ONPC CONTRIBUI PARA RELATÓRIO DO PARLAMENTO EUROPEU SOBRE DIREITOS FUNDAMENTAIS

Laura Ferrara (LF) é a Deputada do Parlamento Europeu (PE) que é a Relatora do Comité das Liberdades Cívicas, Justiça e Assuntos Internos (LIBE) do PE. Em Janeiro, LF solicitou ao Conselho Consultivo da Agência da União Europeia para os Direitos Fundamentais (FRA) o apoio da Plataforma da FRA (organizações da sociedade civil) (FRP) - à qual a ONPC pertence desde 2013 -, para o relatório que o Comité LIBE está a preparar sobre a situação dos direitos fundamentais nos Estados Membros (EMs) da UE em 2013-2014, com o objectivo de contribuir para a estratégia da UE sobre os direitos fundamentais.
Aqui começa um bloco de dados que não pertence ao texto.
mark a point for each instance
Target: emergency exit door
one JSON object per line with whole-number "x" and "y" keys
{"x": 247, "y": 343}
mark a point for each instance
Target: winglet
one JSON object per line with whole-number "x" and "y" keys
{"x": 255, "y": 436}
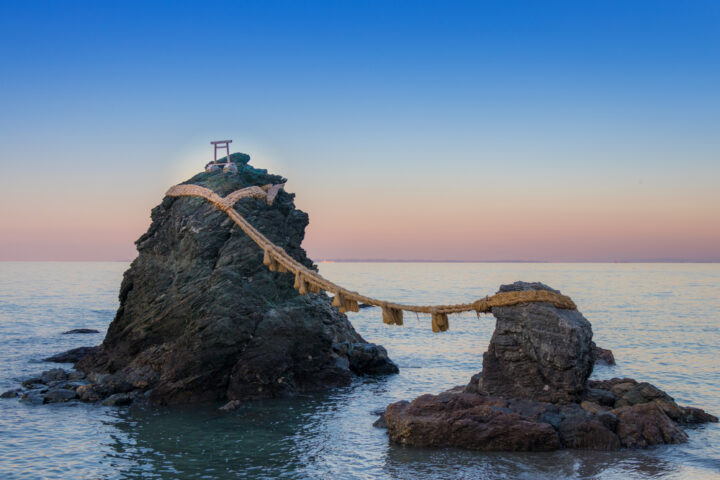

O questionário enviado por LF referia duas questões: quais são as principais violações dos direitos fundamentais em cada país e qual foi o impacto das medidas de austeridade, da corrupção, do crime organizado e da discriminação nas violações dos direitos fundamentais. Responderam ao questionário 24 organizações da FRP: de 16 EMs, de 6 de organizações europeias e de 2 organizações internacionais.                                                                                               A única resposta de um membro português da FRP foi a da ONPC. As únicas organizações que reponderam e que se dedicam exclusiva ou fortemente à causa da etnia cigana foram a Fundación Secretariado Gitano, a única organização de Espanha que respondeu, a organização europeia ENAR (Rede Europeia contra o Racismo) e a ONPC.                                                            A ONPC mencionou as principais áreas de discriminação e de exclusão do povo cigano em Portugal: habitação – os projectos de realojamento (para quem vive em barracas) estão parados;  a educação – a continuidade dos PIECS dos PIEFS, os verdadeiros processos de endogeneização da cultura cigana no sistema escolar português, estão continuamente ameaçados; o emprego é uma área de frequente discriminação e o acompanhamento (coaching) dos pedidos de emprego de ciganos, previsto na Estratégia nacional, tarda em ser implementado; a cidadania – os projectos de ciganos são sistematicamente excluídos do financiamento de projectos pela UE (com a excepção de uma tentativa recente e limitada); os ciganos não são incluídos na concepção nem no desenvolvimento dos estudos sobre eles: eles são o objecto, nunca o sujeito dos projectos sobre eles.                                                                            Foi ainda mencionado o facto de a implementação da Estratégia nacional para a inclusão dos ciganos ter ficado dependente “da existência de fundos disponíveis por parte das entidades públicas (nacionais) competentes” (nº2 da introdução da ENIC – Estratégia Nacional para a Integração das Comunidades Ciganas” – Resolução do Conselho de Ministros nº 25/2013 de 17 de Abril) , o que, com a austeridade põe em perigo a implementação de ENIC portuguesa. Foi ainda referido que não tinha havido um esforço sério para criminalizar as expressões racistas e discriminatórias relativamente aos ciganos na Internet.